COUR D'APPEL DE BORDEAUX



1ère CHAMBRE CIVILE



--------------------------







ARRÊT DU : 30 AVRIL 2024



PP





N° RG 21/04571 - N° Portalis DBVJ-V-B7F-MINN









[T] [K]



c/



[A] [K]

G.A.E.C. DU GLANE

























Nature de la décision : AU FOND



JONCTION AVEC DOSSIER RG 21/05846



















Grosse délivrée le :



aux avocats

Décision déférée à la cour : jugement rendu le 01 juillet 2021 par le Tribunal Judiciaire d'ANGOULEME (RG : 13/01034) suivant deux déclarations d'appel du 04 août 2021 (RG 21/04571) et du 26 octobre 2021 (RG 21/05846)





APPELANT :



[T] [K]

né le [Date naissance 3] 1960 à [Localité 6]

de nationalité Française,

demeurant [Adresse 2]



représenté par Maître Thomas BAZALGETTE de la SARL AHBL AVOCATS, avocat au barreau de BORDEAUX





INTIMÉS :



[A] [K]

né le [Date naissance 1] 1967 à [Localité 6]

de nationalité Française,

demeurant [Adresse 4]



représenté par Maître Alexandre BIENVENU de la SELARL RAMURE AVOCATS, avocat au barreau de BORDEAUX



G.A.E.C. DU GLANE (GROUPEMENT AGRICOLE D'EXPLOITATION EN COMMUN RECONNU DU GLANE) immatriculé au RCS d'Angoulême, agissant poursuites et diligences de son co-gérant Monsieur [A] [S] [K], né le [Date naissance 1] 1967 à [Localité 6], de nationalité française, domicilié en cette qualité audit siège

[Adresse 7]



représenté par Maître Valérie JANOUEIX de la SCP BATS - LACOSTE - JANOUEIX, avocat au barreau de BORDEAUX





COMPOSITION DE LA COUR :



En application des dispositions des articles 805 et 907 du code de procédure civile, l'affaire a été débattue le 5 mars 2024 en audience publique, en double rapporteur, les avocats ne s'y étant pas opposés, devant Madame Paule POIREL, Président, qui a fait un rapport oral de l'affaire avant les plaidoiries, et Monsieur Emmanuel BREARD, Conseiller,



Ce magistrat a rendu compte des plaidoiries dans le délibéré de la cour, composée de :



Président : Mme Paule POIREL

Conseiller : M. Emmanuel BREARD

Conseiller : M.Roland POTEE, magistrat honoraire exerçant des fonctions juridictionnelles

Greffier : Mme Véronique SAIGE





ARRÊT :



- contradictoire







- prononcé publiquement par mise à disposition de l'arrêt au greffe de la cour, les parties en ayant été préalablement avisées dans les conditions prévues au deuxième alinéa de l'article 450 du code de procédure civile.






* * *



EXPOSE DU LITIGE ET DE LA PROCÉDURE



M. [U] [K] et son épouse Mme [C] [K] ont eu deux fils, M. [T] [K] né en 1960 et M. [A] [K] né en 1967.

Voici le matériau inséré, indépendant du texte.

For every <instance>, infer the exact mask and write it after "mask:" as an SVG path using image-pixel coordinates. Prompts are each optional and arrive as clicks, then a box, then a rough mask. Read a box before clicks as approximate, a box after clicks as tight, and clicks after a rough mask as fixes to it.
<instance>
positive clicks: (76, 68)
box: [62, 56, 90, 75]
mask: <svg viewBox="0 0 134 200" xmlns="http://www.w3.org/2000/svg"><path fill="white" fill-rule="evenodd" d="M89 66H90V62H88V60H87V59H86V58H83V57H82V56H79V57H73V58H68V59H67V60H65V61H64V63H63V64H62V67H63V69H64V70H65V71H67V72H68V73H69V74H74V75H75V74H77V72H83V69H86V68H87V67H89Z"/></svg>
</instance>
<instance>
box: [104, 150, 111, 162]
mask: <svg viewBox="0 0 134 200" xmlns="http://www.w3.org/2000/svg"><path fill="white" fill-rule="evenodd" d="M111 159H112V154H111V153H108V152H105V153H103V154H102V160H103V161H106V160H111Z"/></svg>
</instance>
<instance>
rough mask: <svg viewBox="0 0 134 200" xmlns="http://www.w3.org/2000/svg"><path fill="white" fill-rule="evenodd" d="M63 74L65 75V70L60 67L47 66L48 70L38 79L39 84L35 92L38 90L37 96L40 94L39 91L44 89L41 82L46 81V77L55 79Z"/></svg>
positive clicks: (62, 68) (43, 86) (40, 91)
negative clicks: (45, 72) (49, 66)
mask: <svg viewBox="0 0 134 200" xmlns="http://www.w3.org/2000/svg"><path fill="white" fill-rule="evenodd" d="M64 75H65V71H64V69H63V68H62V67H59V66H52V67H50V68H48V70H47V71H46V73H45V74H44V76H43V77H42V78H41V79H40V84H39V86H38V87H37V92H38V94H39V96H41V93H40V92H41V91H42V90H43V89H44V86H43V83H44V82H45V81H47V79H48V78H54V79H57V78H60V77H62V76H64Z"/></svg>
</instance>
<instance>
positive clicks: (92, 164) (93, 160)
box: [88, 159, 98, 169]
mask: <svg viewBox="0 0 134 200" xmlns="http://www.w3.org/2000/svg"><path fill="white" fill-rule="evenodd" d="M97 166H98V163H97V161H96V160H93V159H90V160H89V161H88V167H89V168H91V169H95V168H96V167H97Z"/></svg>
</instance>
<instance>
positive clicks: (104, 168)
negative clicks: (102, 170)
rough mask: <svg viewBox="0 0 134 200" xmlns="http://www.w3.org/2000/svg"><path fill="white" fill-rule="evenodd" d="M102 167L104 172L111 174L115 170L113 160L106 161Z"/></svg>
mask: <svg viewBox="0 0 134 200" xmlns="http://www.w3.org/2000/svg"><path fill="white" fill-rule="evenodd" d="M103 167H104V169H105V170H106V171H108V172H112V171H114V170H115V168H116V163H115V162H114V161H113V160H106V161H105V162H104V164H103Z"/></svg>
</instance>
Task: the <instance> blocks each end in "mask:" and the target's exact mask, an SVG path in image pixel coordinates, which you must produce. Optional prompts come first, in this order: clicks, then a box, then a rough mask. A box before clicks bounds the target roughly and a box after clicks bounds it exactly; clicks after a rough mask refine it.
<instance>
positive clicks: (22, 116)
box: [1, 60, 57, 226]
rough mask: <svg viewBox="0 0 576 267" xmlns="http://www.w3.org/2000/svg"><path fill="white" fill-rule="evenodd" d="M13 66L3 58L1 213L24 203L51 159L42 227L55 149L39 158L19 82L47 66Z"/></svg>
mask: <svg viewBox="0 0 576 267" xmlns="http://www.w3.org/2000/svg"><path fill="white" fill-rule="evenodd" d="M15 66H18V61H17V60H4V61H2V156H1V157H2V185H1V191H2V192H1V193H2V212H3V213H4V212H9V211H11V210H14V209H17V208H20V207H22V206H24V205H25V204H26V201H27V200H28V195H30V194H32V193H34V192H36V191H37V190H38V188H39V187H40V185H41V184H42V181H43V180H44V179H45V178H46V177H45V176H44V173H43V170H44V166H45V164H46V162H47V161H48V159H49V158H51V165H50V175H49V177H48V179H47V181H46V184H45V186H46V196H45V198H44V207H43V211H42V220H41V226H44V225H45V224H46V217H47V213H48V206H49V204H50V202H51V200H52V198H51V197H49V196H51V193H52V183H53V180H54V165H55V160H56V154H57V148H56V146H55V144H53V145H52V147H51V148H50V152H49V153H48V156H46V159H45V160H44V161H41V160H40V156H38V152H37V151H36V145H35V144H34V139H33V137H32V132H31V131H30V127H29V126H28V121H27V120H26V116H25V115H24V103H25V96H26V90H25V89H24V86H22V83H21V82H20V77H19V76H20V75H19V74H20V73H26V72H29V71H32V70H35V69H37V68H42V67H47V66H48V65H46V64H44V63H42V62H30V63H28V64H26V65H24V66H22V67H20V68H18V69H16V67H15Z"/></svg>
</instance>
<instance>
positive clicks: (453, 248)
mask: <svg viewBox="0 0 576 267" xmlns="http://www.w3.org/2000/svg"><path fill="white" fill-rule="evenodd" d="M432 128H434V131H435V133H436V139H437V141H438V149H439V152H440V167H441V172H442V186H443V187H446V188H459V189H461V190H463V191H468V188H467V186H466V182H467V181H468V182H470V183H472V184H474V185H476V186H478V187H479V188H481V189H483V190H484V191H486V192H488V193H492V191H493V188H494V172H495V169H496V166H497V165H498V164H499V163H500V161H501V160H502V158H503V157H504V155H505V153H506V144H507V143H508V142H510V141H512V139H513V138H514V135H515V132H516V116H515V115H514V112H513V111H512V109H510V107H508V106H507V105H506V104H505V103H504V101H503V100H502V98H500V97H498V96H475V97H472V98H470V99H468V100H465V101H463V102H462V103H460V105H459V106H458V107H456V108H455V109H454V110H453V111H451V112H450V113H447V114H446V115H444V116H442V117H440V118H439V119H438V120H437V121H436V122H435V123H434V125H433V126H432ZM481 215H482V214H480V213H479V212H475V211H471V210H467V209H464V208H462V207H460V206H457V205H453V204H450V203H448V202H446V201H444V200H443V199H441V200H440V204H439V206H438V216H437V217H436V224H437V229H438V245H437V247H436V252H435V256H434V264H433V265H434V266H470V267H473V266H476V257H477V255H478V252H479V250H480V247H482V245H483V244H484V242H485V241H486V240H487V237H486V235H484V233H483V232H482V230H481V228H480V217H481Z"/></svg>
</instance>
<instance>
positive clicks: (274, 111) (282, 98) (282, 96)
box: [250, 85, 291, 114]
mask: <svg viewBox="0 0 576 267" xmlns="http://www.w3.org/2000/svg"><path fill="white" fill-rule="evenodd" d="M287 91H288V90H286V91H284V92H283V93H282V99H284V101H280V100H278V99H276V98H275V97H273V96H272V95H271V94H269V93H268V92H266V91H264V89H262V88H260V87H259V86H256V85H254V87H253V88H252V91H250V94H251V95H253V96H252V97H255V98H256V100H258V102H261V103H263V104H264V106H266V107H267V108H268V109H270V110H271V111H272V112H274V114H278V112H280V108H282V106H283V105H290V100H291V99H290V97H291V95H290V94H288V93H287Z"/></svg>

[U] [K] et son fils [T] [K] ont créé le 26 mars 1984 le Groupement Agricole d'Exploitation en Commun du Glane (ci-après dénommé Gaec du Glane), exploitation à vocation céréalière.



Le 1er octobre 1990, M. [U] [K] s'est retiré du Gaec du Glane pour prendre sa retraite, laissant sa femme, Mme [C] [K], prendre sa place au sein du groupement.



Le 1er mars 1993, dans une perspective de transmission familiale de l'exploitation, M. [A] [K] est devenu associé du Gaec du Glane, concomitamment au départ à la retraite de Mme [C] [K] qui lui a vendu ses parts.



Les deux frères, [A] et [T] [K] se sont ainsi retrouvés tous les deux associés du Gaec du Glane, chacun détenant 50 % des parts sociales du groupement et ayant la qualité de cogérant.



Par assignation du 25 avril 2013, M. [A] [K] a fait assigner son frère [T] [K] et le Gaec du Glane devant le tribunal de grande instance d'Angoulême, aux fins de voir, au visa de l'article 1844-7 alinéa 5 du code civil :

- ordonner la dissolution liquidation partage du Gaec du Glane ;

- nommer un administrateur judiciaire pris en qualité de liquidateur afin de procéder aux opérations de liquidations partage du Gaec du Glane, avec possibilité de nommer tous sachant nécessaires à ces opérations ;

- ordonner le paiement des coûts de justice et dépens à la charge du Gaec du Glane.



Parallèlement à cette procédure, [U] et [C] [K] avaient fait assigner devant la même juridiction leur fils [T] [K] et le Gaec du Glane afin d'obtenir le remboursement du compte 'dette parents' du Gaec à hauteur de 34 301,03 euros. Par jugement du 19 novembre 2015, confirmé par arrêt de la cour d'appel de Bordeaux du 28 février 2019, le tribunal de grande instance d'Angoulême a déclaré les époux [K] prescrits à agir en leur demande de remboursement de la somme de 25 916,33 euros et a condamné M. [T] [K] à verser la somme de 8384,70 euros à ses parents.



Dans le cadre de la présente procédure, par ordonnance du 1er décembre 2014, le juge de la mise en état a désigné un mandataire ad hoc avec pour mission de désigner un avocat pour représenter le Gaec du Glane.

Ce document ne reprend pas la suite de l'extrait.